Alcune variazioni genetiche influenzano l’età della pubertà che a sua volta influirebbe sulla prima esperienza sessuale e sul concepimento del primo figlio

Pubertà ed età in cui si diventa genitori: nel determinare questi due momenti molto importanti nella vita di ogni persona gioca un ruolo di una certa importanza anche la genetica. Non solo – come si credeva fino a oggi – fattori culturali, sociali, familiari e religiosi. Il “momento” in cui un bambino e una bambina si trasformano in uomo e donna e quello in cui uomini e donne diventano padri e madre sono, in qualche modo, già scritti nei geni di ognuno di noi. A sostenerlo è uno studio pubblicato su Nature Genetics da un gruppo di studiosi dell’Università di Cambridge (Inghilterra) coordinati da John Perry.

In anticipo di 5 anni

Riguardo all’età in cui ha inizio la pubertà, spiegano i ricercatori, un ruolo importante viene certamente giocato da molti fattori sociali e culturali; ma grazie al nuovo studio è ora noto che anche i geni hanno un loro peso, sebbene non sia ancora chiaro in quale misura influiscano. Per quanto riguarda in particolare lo sviluppo sessuale, per esempio, “il nostro studio – spiega Perry – è riuscito a mettere in relazione l’orologio biologico che regola la pubertà soprattutto delle donne, passata dai 18 anni circa nel 1880 ai 13 anni circa nel 1980, con molti altri fattori che determinano l’inizio della vita sessuale“.

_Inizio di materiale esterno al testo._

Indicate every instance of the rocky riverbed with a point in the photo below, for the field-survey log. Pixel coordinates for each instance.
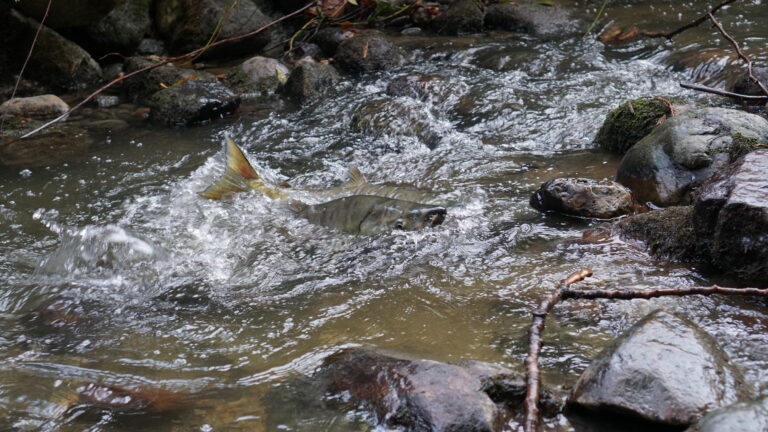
(131, 303)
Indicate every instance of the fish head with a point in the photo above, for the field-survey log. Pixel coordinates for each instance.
(395, 217)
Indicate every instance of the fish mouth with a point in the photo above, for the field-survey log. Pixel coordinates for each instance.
(435, 217)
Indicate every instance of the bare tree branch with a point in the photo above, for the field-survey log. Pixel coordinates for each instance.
(564, 292)
(155, 65)
(694, 23)
(743, 56)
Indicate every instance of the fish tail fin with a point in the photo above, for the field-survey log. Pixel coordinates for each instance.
(297, 206)
(356, 178)
(237, 175)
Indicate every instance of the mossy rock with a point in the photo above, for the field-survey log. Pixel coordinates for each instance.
(629, 123)
(668, 233)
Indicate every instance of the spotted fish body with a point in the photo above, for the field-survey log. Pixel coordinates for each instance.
(369, 215)
(240, 176)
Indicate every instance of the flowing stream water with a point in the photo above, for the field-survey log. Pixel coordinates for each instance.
(230, 301)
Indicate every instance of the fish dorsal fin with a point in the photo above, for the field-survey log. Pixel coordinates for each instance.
(238, 163)
(356, 178)
(236, 178)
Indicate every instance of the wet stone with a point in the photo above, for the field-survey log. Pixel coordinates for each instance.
(532, 17)
(44, 106)
(666, 166)
(418, 395)
(731, 219)
(664, 369)
(309, 79)
(192, 102)
(258, 75)
(667, 233)
(583, 197)
(462, 16)
(367, 52)
(630, 122)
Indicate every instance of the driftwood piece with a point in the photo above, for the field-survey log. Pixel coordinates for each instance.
(564, 292)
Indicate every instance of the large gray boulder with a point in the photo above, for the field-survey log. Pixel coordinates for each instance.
(740, 417)
(533, 17)
(419, 395)
(664, 369)
(55, 61)
(192, 102)
(677, 156)
(367, 52)
(583, 197)
(731, 219)
(630, 122)
(188, 24)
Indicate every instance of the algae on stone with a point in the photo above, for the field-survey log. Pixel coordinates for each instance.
(629, 123)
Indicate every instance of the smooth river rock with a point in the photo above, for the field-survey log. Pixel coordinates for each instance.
(740, 417)
(367, 52)
(731, 219)
(43, 106)
(418, 395)
(583, 197)
(677, 156)
(665, 370)
(192, 102)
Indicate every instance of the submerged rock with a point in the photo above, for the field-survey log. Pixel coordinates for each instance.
(43, 106)
(731, 219)
(394, 117)
(55, 61)
(309, 79)
(367, 52)
(188, 24)
(259, 75)
(132, 400)
(667, 233)
(630, 122)
(740, 417)
(418, 395)
(584, 197)
(684, 151)
(532, 17)
(462, 16)
(193, 101)
(745, 85)
(664, 369)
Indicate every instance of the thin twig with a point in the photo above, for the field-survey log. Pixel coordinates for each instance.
(719, 92)
(532, 368)
(155, 65)
(743, 56)
(564, 292)
(597, 18)
(29, 55)
(694, 23)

Vita sessuale e personalità, alcuni geni in comune

La ricerca, condotta su 380 mila persone, ha dato la possibilità ai ricercatori di scoprire come alcune variazioni genetiche influenzerebbero l’età dello sviluppo sessuale che, a sua volta, influirebbe sulle scelte legate alla prima esperienza sessuale e al concepimento del primo figlio. Gli studiosi hanno identificato in particolare 38 varianti genetiche associate con l’età della “prima volta” e hanno messo in evidenza che sia l’età del primo rapporto sessuale sia l’età in cui si diventa genitori risultano connesse con alcuni geni che agiscono sulla pubertà e con altri che influiscono sullo sviluppo di alcuni tratti della personalità.

 

 

 
 
 

In breve

ANCHE COMPORTAMENTI A RISCHIO

Tra le varianti genetiche individuate c’è una variante del gene Cadm2 che risulta associata a comportamenti più rischiosi, ad avere rapporti sessuali più precoci e non protetti e ad avere un numero maggiore di figli.